To the residents of the islands: You have reached your goal. I will never set foot in your islands again, as long as you never come to the mainland.
Even nice areas have prison escapees
I read with some amusement Royle Kaneshige's letter ("Less wealthy stuck with results of NIMBY,"
Sept. 18). Maybe needs to do a little more research before pointing fingers and laying accusations. I grew up in Kailua about 1.5 miles from the "boys home" (Koolau Youth Correctional Facility). There were times when "some bozo" or other would escape every weekend. In fact, one of them found his way to our back yard one Saturday morning. My dad had no idea who he was, but managed to chase him out. Only later did we find out he was an escapee.
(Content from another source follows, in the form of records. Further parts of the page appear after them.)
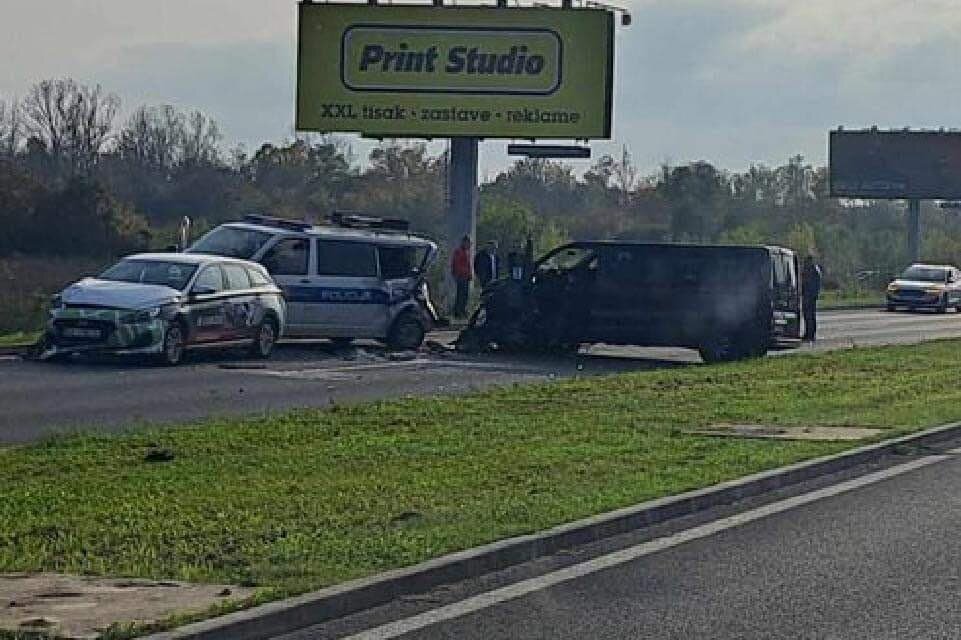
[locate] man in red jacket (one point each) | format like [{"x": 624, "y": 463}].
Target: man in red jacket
[{"x": 460, "y": 268}]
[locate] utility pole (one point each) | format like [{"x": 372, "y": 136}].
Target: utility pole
[
  {"x": 462, "y": 213},
  {"x": 914, "y": 230}
]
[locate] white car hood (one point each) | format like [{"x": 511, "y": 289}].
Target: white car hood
[{"x": 118, "y": 295}]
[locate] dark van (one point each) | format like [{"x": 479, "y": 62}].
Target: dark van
[{"x": 728, "y": 302}]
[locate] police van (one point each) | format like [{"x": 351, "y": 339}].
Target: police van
[{"x": 354, "y": 277}]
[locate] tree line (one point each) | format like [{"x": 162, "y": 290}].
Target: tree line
[{"x": 75, "y": 180}]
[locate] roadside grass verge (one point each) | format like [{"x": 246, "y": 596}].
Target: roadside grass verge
[
  {"x": 19, "y": 339},
  {"x": 304, "y": 499}
]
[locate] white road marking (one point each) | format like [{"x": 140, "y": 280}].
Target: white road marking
[
  {"x": 525, "y": 587},
  {"x": 343, "y": 373}
]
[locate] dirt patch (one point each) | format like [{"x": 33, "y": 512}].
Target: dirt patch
[
  {"x": 81, "y": 607},
  {"x": 788, "y": 433}
]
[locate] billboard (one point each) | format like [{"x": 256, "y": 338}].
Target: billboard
[
  {"x": 425, "y": 71},
  {"x": 923, "y": 165}
]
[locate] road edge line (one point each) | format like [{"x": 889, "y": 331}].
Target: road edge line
[{"x": 285, "y": 616}]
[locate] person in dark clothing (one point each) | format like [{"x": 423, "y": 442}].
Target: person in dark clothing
[
  {"x": 460, "y": 269},
  {"x": 487, "y": 264},
  {"x": 810, "y": 289}
]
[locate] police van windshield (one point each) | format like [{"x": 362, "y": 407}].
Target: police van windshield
[
  {"x": 169, "y": 274},
  {"x": 231, "y": 242},
  {"x": 566, "y": 258}
]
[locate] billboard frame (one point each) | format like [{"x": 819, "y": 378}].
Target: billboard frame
[{"x": 600, "y": 129}]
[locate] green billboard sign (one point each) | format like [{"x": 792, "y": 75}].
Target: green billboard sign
[{"x": 424, "y": 71}]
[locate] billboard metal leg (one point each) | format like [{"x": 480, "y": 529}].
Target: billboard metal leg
[
  {"x": 914, "y": 230},
  {"x": 462, "y": 187}
]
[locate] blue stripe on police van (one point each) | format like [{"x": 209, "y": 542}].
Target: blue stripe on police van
[{"x": 336, "y": 295}]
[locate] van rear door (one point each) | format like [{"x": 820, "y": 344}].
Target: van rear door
[
  {"x": 349, "y": 298},
  {"x": 787, "y": 295}
]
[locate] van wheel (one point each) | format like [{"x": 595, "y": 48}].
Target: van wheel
[
  {"x": 265, "y": 339},
  {"x": 174, "y": 342},
  {"x": 407, "y": 333},
  {"x": 719, "y": 349}
]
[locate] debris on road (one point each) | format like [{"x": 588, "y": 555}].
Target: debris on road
[{"x": 83, "y": 607}]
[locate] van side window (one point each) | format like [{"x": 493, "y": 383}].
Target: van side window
[
  {"x": 237, "y": 279},
  {"x": 399, "y": 262},
  {"x": 287, "y": 258},
  {"x": 342, "y": 258},
  {"x": 257, "y": 279}
]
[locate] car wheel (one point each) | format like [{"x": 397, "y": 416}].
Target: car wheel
[
  {"x": 341, "y": 343},
  {"x": 44, "y": 344},
  {"x": 175, "y": 338},
  {"x": 265, "y": 339},
  {"x": 407, "y": 333},
  {"x": 719, "y": 349}
]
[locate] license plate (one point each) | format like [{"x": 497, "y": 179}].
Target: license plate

We had police helicopters buzzing our neighborhood in early mornings, and sometimes into the night, with their bright lights scanning the pine trees in our backyard (and spilling into our windows), searching for these fugitives. And just like old times, there was a police chopper, buzzing my parents neighborhood, not more than two weeks ago. So please, Mr. Kaneshige, as Mark Twain said, "Get your facts first, and then you can distort them as much as you please."
Check the facts before you take a stand
It is time to end this Superferry nonsense.
There is a lot of disinformation circulating, most of it stemming from emotion rather than fact. How many of you have visited the Superferry Web site and read the sections addressing the environmental concerns we say we care about so much (whale avoidance and invasive species)? Have we taken the time to educate ourselves on the issues? Did we listen to the rationale behind the decision to exempt the project from an environmental assessment?
Do you really think that the individuals behind a project of this magnitude would sink their money into this venture without first taking into consideration the sensitivities of operating responsibly in our waters?
I urge all of us who call Hawaii home to review the facts before getting swept away by the frenzy that has taken root in our island home. For those of you who missed the National Geographic special "Building the Hawaii Superferry," watch it at 9 a.m. Sept. 27 on the National Geographic Channel (channel 73 on Time Warner Cable). Let's become better informed before we draw conclusions.
Governor shouldn't try to change the law
Gov. Linda Lingle's support for the Superferry is so keen, she advocates changing our state's environmental law.
She obviously does not accept the unanimous decision of the Hawaii Supreme Court. It seems ironic, if not hypocritical, for the governor to announce that anyone demonstrating in an illegal fashion will be swiftly prosecuted when the demonstrations are in response to the illegal operation of the Superferry. As troubling is the fact that the governor does not acknowledge the numerous concerns that have been raised about the Superferry and its operations by many citizens. Her hard and fast stance makes her incapable of resolving this conflict.
A true leader would not be working to subvert our state's environmental law and the Supreme Court's decision.